Definition of "hebenon"
hebenon
noun
uncountable
(now rare) A plant or flower used in Elizabethan times to make a poison (compare with John Gower's hebenus).
Quotations
[…] vpon my ſecure houre Thy vncle came, with iuyce of Hebona In a viall […]
c. 1599–1602 (date written), William Shake-speare, The Tragicall Historie of Hamlet, Prince of Denmarke: […] (First Quarto), London: […] [Valentine Simmes] for N[icholas] L[ing] and Iohn Trundell, published 1603, [Act I, scene v]
Vpon my ſecure hower thy Vncle ſtole With iuyce of curſed Hebenon in a Violl […]

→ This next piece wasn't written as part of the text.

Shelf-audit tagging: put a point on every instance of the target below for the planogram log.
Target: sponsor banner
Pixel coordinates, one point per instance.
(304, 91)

c. 1599–1602 (date written), William Shakespeare, “The Tragedie of Hamlet, Prince of Denmarke”, in Mr. William Shakespeares Comedies, Histories, & Tragedies […] (First Folio), London: […] Isaac Iaggard, and Ed[ward] Blount, published 1623, [Act I, scene v], page 258, column 1
Tree of many names, and under any of them, of ill repute, was the hebenon, hebona, hebenus, hebon or heben. At best, poets wrote of its narcotic effects. As early as 1386, John Gower wrote in Confessio Amantis, of 'Hebenus, that slepy tre'.
1977, Lesley Gordon, Green Magic: Flowers, Plants, & Herbs in Lore & Legend, page 99
From a compartment in his pouch, ranveer produces the dark glass vial of hebenon solution and gives it a few quick shakes. If there were a handbook for such things, it would advise that hebenon is best used in circumstances where the subject is in a very deep sleep or a coma.